Mar 26, 2024 - News

We're getting scammed

Illustration of a computer wearing a bandit's mask.

Illustration: Aïda Amer/Axios

Texans lost over $1 billion to internet scams last year, ranking second behind California in cases reported to the FBI and tracking with population size.

The big picture: Americans lost over $12.5 billion to cybercriminals in 2023, according to new FBI data.

  • Investment fraud was the costliest cybercrime reported nationally, jumping 28% since 2022.
  • Americans also had roughly $1.3 billion in 2023 taken by scammers pretending to be from the government or tech support, the FBI says.

How it works: Scammers pretend to be a government official, tech support agent or customer service representative to trick people into sending money or other sensitive information.

  • The impersonators typically call with fake stories that motivate someone to share their private identifiable details.

Zoom in: The FBI received 47,305 complaints from Texans last year.

  • Last month, the U.S. Marshals Service and FBI alerted San Antonians of spoofers using government phone numbers to collect fines.
  • Some individuals were contacted by people claiming to be a U.S. marshal for the Western District, under Susan Pamerleau — a familiar name for many San Antonians.
  • Scams can be reported to the Federal Trade Commission.

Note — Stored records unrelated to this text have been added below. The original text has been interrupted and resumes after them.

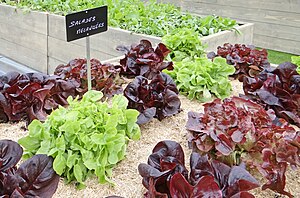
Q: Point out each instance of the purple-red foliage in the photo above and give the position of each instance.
(105, 77)
(239, 130)
(278, 90)
(144, 60)
(34, 177)
(32, 95)
(157, 98)
(165, 175)
(247, 60)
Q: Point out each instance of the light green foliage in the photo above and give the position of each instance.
(87, 137)
(150, 18)
(296, 61)
(200, 78)
(184, 43)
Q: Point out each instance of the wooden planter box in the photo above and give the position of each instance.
(23, 37)
(38, 39)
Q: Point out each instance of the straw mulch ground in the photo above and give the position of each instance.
(125, 175)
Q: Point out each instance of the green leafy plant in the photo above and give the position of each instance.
(150, 18)
(184, 43)
(296, 61)
(87, 137)
(202, 78)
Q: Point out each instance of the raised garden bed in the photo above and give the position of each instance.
(39, 40)
(125, 175)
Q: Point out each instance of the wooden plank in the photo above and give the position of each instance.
(177, 3)
(53, 63)
(278, 31)
(25, 56)
(25, 38)
(276, 5)
(277, 44)
(64, 52)
(268, 16)
(105, 42)
(31, 21)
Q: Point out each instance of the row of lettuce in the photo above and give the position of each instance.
(87, 133)
(147, 17)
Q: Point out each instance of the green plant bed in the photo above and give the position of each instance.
(149, 18)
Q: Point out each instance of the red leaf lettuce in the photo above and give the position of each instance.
(143, 60)
(165, 175)
(34, 178)
(278, 90)
(157, 98)
(32, 95)
(247, 60)
(238, 130)
(105, 77)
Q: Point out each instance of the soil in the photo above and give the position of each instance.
(125, 175)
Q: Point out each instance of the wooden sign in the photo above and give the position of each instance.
(86, 23)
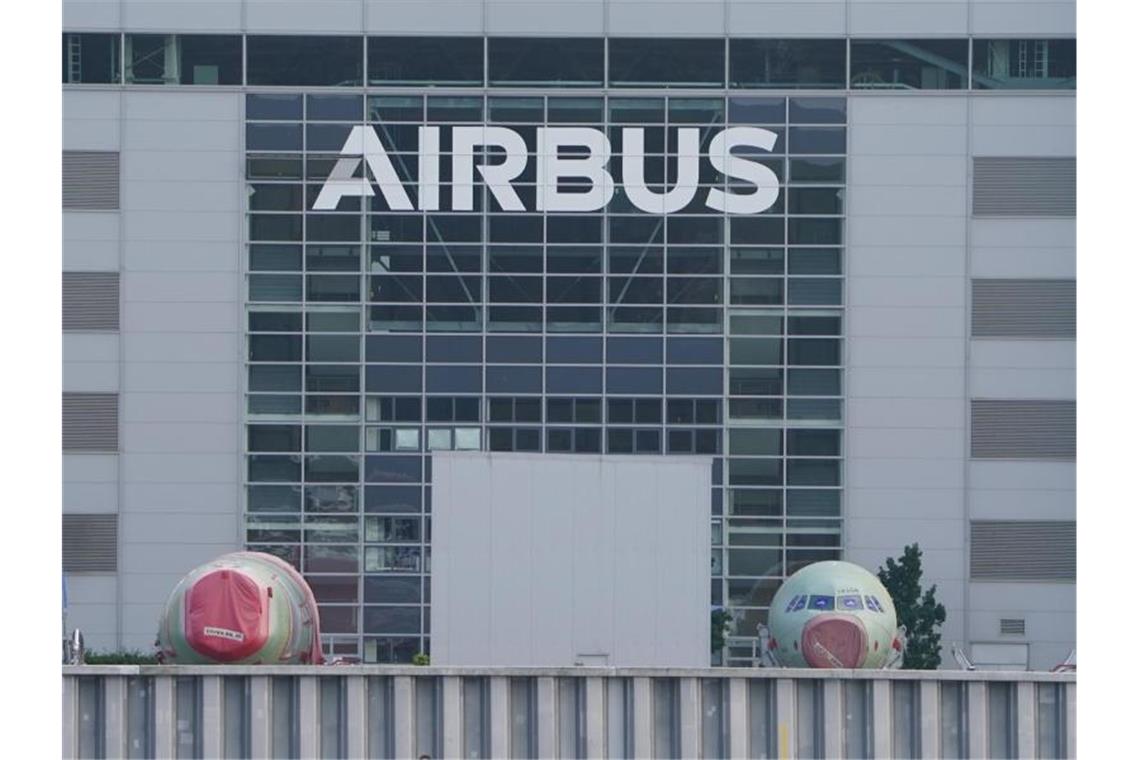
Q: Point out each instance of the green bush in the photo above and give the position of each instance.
(132, 658)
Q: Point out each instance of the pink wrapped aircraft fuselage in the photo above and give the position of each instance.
(245, 607)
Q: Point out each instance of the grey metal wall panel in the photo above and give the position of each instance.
(642, 18)
(423, 17)
(1024, 186)
(90, 542)
(90, 180)
(1024, 308)
(567, 17)
(90, 301)
(776, 17)
(90, 422)
(1024, 17)
(929, 18)
(1003, 428)
(1023, 549)
(213, 16)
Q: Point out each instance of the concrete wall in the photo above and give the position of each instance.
(913, 367)
(1023, 369)
(616, 17)
(556, 560)
(906, 321)
(177, 359)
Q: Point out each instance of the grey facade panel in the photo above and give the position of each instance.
(1024, 187)
(90, 301)
(90, 180)
(90, 544)
(1003, 428)
(1023, 550)
(90, 422)
(1024, 308)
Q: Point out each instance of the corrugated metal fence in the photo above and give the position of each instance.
(373, 711)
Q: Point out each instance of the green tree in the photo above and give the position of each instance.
(917, 610)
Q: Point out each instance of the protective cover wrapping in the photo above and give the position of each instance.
(245, 607)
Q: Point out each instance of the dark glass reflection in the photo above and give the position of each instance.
(447, 60)
(654, 62)
(816, 64)
(566, 62)
(1025, 64)
(90, 58)
(184, 58)
(304, 60)
(909, 64)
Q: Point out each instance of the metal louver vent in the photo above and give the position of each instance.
(1024, 308)
(90, 180)
(1023, 428)
(90, 301)
(1012, 626)
(1023, 550)
(1024, 187)
(90, 422)
(90, 544)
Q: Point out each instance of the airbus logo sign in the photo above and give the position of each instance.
(562, 153)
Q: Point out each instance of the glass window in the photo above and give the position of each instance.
(331, 498)
(391, 589)
(184, 58)
(90, 58)
(274, 438)
(909, 64)
(1025, 64)
(808, 64)
(566, 62)
(274, 498)
(304, 60)
(410, 60)
(656, 62)
(392, 498)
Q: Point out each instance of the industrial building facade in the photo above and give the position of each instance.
(830, 245)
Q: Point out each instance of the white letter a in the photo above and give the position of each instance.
(363, 141)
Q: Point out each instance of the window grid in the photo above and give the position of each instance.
(749, 532)
(896, 64)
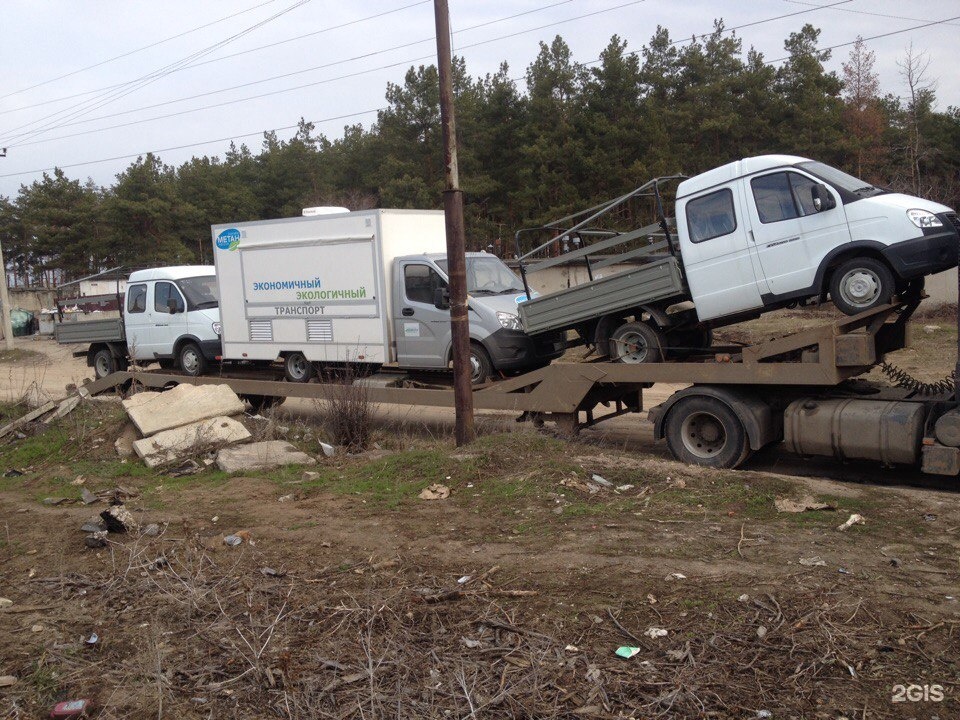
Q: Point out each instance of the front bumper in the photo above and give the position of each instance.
(211, 349)
(934, 252)
(513, 350)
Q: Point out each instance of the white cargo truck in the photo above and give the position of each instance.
(365, 287)
(169, 315)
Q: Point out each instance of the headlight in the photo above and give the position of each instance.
(509, 321)
(924, 219)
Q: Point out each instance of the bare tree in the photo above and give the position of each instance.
(913, 70)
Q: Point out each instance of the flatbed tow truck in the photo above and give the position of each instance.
(802, 389)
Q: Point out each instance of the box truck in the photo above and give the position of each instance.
(749, 237)
(365, 287)
(169, 315)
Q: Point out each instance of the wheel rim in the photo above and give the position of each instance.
(102, 366)
(298, 367)
(476, 369)
(860, 288)
(189, 361)
(631, 347)
(703, 434)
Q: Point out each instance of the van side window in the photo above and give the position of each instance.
(711, 216)
(782, 196)
(137, 298)
(420, 282)
(162, 293)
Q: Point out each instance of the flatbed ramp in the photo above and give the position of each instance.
(822, 356)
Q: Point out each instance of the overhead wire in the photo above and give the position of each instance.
(278, 129)
(89, 106)
(250, 50)
(323, 66)
(137, 50)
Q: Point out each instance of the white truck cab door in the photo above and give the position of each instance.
(791, 237)
(422, 330)
(169, 325)
(717, 256)
(138, 323)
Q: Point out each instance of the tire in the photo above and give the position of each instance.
(481, 368)
(705, 431)
(191, 360)
(296, 368)
(104, 363)
(636, 343)
(861, 284)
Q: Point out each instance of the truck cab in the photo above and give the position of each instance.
(172, 316)
(764, 232)
(498, 341)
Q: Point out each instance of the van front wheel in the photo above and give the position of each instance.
(191, 360)
(861, 284)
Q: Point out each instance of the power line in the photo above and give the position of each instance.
(79, 109)
(134, 52)
(244, 52)
(184, 147)
(311, 69)
(366, 112)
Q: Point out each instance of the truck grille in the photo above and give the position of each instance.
(319, 331)
(954, 220)
(261, 331)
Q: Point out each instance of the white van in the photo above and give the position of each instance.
(172, 316)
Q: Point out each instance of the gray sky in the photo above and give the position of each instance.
(58, 62)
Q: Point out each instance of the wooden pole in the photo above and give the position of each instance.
(5, 299)
(456, 236)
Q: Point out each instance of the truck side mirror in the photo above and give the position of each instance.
(822, 198)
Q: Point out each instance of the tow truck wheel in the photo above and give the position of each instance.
(705, 431)
(861, 284)
(297, 368)
(104, 363)
(191, 360)
(636, 343)
(481, 369)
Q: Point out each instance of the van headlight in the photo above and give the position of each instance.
(509, 321)
(924, 219)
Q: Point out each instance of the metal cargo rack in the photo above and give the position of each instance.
(569, 393)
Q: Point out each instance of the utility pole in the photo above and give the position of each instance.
(456, 236)
(4, 295)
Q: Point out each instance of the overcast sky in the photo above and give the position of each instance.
(87, 85)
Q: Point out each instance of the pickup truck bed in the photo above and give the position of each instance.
(89, 331)
(659, 279)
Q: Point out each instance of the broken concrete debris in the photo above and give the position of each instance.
(261, 456)
(435, 492)
(169, 445)
(153, 412)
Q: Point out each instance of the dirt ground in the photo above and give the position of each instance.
(351, 597)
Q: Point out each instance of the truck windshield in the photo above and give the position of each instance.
(201, 292)
(488, 276)
(840, 179)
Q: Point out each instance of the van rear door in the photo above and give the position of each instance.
(791, 237)
(716, 254)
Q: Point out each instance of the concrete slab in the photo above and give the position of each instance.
(154, 412)
(261, 456)
(169, 445)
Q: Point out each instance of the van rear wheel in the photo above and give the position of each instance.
(636, 343)
(296, 368)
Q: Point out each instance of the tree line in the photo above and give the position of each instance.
(575, 134)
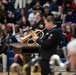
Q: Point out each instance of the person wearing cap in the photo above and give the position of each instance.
(48, 44)
(47, 11)
(33, 16)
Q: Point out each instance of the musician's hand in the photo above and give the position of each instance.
(34, 38)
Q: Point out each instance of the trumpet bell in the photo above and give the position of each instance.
(28, 37)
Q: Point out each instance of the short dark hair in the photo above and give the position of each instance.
(74, 36)
(68, 10)
(50, 18)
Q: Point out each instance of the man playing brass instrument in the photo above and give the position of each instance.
(48, 44)
(71, 48)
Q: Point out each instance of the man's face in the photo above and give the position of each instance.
(72, 59)
(48, 25)
(70, 13)
(34, 11)
(46, 9)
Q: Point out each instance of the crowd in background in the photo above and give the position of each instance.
(16, 15)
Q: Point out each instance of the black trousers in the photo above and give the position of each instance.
(45, 68)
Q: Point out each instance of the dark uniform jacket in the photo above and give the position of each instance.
(49, 43)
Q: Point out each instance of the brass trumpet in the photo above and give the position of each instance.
(28, 37)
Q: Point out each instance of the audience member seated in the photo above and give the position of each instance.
(24, 24)
(70, 19)
(73, 4)
(38, 7)
(4, 35)
(10, 22)
(46, 10)
(67, 5)
(17, 56)
(33, 16)
(54, 6)
(68, 68)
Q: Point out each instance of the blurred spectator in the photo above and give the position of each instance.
(24, 24)
(20, 14)
(21, 3)
(46, 10)
(33, 16)
(70, 19)
(73, 4)
(5, 3)
(39, 24)
(39, 7)
(17, 56)
(73, 37)
(2, 17)
(10, 20)
(67, 5)
(54, 6)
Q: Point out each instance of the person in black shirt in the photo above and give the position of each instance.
(47, 11)
(48, 44)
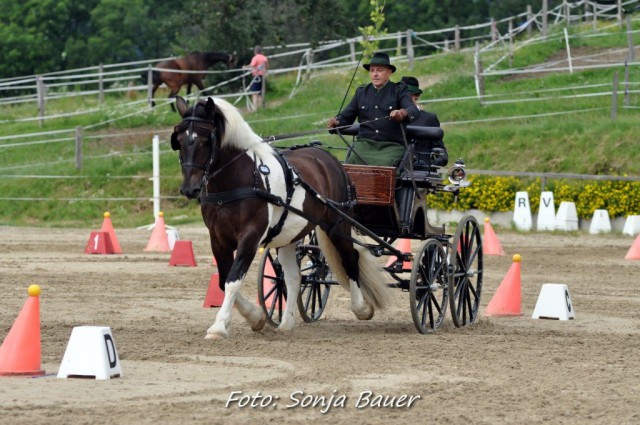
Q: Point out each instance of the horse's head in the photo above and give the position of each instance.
(198, 139)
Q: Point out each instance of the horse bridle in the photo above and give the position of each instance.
(203, 124)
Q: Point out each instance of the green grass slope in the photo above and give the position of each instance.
(544, 122)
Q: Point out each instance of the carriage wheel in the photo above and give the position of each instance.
(272, 292)
(428, 287)
(465, 275)
(315, 282)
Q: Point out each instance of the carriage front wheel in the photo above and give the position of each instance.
(272, 292)
(465, 272)
(315, 283)
(428, 286)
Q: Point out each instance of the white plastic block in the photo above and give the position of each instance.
(600, 222)
(567, 217)
(522, 211)
(91, 352)
(631, 225)
(554, 302)
(546, 212)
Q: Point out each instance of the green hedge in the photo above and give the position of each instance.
(495, 194)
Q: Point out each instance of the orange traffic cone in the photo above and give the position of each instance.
(215, 295)
(490, 243)
(507, 299)
(182, 254)
(108, 227)
(159, 241)
(20, 353)
(634, 251)
(403, 245)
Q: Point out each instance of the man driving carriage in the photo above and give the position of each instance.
(381, 107)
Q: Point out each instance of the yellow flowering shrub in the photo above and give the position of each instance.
(497, 194)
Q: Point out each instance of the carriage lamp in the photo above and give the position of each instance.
(456, 173)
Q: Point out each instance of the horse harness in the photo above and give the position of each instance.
(292, 180)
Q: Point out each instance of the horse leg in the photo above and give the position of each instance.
(343, 259)
(291, 269)
(233, 282)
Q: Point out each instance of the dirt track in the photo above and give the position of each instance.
(501, 370)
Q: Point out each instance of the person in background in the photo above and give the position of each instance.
(424, 148)
(259, 65)
(381, 107)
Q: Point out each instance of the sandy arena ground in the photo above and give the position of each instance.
(501, 370)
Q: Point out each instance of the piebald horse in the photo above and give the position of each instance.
(252, 196)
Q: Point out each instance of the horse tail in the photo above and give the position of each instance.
(372, 280)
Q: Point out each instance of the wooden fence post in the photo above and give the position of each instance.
(620, 13)
(100, 84)
(545, 17)
(78, 148)
(566, 40)
(614, 97)
(479, 76)
(632, 53)
(309, 61)
(410, 53)
(41, 91)
(626, 84)
(494, 31)
(510, 43)
(149, 86)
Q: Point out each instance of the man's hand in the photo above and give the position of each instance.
(398, 115)
(333, 122)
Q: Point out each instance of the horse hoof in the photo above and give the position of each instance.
(364, 315)
(215, 336)
(260, 324)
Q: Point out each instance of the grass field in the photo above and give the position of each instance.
(544, 122)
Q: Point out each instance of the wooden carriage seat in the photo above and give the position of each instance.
(375, 185)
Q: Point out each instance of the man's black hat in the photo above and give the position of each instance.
(382, 59)
(412, 84)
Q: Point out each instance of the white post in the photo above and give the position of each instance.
(156, 175)
(566, 38)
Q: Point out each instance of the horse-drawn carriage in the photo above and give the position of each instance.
(391, 205)
(322, 223)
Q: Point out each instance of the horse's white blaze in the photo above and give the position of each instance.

The intrigue: Fake job offers are among the most prolific and fastest-growing scams in the U.S., with some scammers reaching out to people about freelance opportunities over texts.

Reality check: People of all ages are susceptible to scams — not just the elderly. Only 40% of those who fell for tech support scams were reported by the FBI to be over age 60.

The bottom line: Many victims won't call the police after a scam or cyberattack because of either shame over falling for the ruse or fear of retaliation, but the FBI encourages reporting.